“The breaking of so great a thing
should make
A greater crack: the round world
Should have shook lions into civil streets,
And citizens to their dens.”
~William Shakespeare
My husband stood at the front of the sanctuary, in no way prepared for the queue of people five and ten deep. Three services and many people later, he said it felt like facing a tsunami of need with nothing but an umbrella. He prayed for broken marriages, for addictions, for those caught in the vise of sin. He prayed for forgiveness, for night terrors, and for remnants of abuse that cling to the abused like trapped dirt under short fingernails.

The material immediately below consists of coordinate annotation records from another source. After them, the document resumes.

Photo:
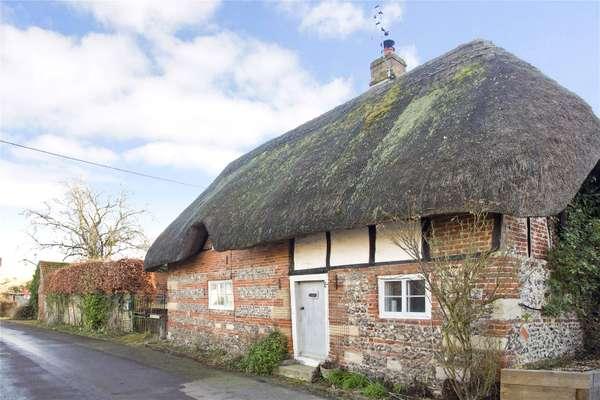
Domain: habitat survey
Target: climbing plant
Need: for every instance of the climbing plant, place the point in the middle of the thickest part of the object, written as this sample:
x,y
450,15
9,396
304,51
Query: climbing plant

All of this on a single Sunday, in a single congregation. Need upon need upon need.
I hear him tell of this unending wave of brokenness, and I can hardly bear the weight of the stories. They stand on the shoulders of a world cracked with despair and grief. A world suffering losses so great and so heinous and so beyond comprehension, that reading the daily news shakes me down to the deepest places. Living in the ‘not yet’ of the Kingdom of God is enough to extinguish the pilot flame of hope flickering in a soul.
My husband reminds me prayer is where we begin when we want to enter into the ‘now’ of the Kingdom. I want to believe this, and most days I do. I want to believe that prayer changes lives, that it scrapes the dirt from beneath our nails, and moves the heart of God, and gives us power over the darkness of this world. I want to believe it is not simply a band-aid over the cracked surface, but that it fills the fissures with soil rich enough to make life grow new.
My prayers change as my hearing tunes in to the sound of the world cracking. Increasingly, I find myself moving away from the “Dear God please fix this” kind of prayer, to the kind of prayer that requires a bit of brokenness on my part too. I want to reach the point where I can pray, without fear and trembling, “God break my heart for what breaks yours.” I’m afraid to go there yet, afraid that living with a heart cracked as wide as the world’s will hurt too much.
When we pray this kind of prayer, it delivers the kind of cracking that shakes things free in us, that enables us to move out in faith where the lions prowl and the devil devours. I want this kind of freedom, rooted in my own broken heart, stirring me to deeper prayer, to selflessness, and to small acts of kindness and justice that just might change the world. Asking for a broken heart may be the most radical prayer I’ve prayed yet.
…………………………………
What are you praying for today? How have your prayers changed over time?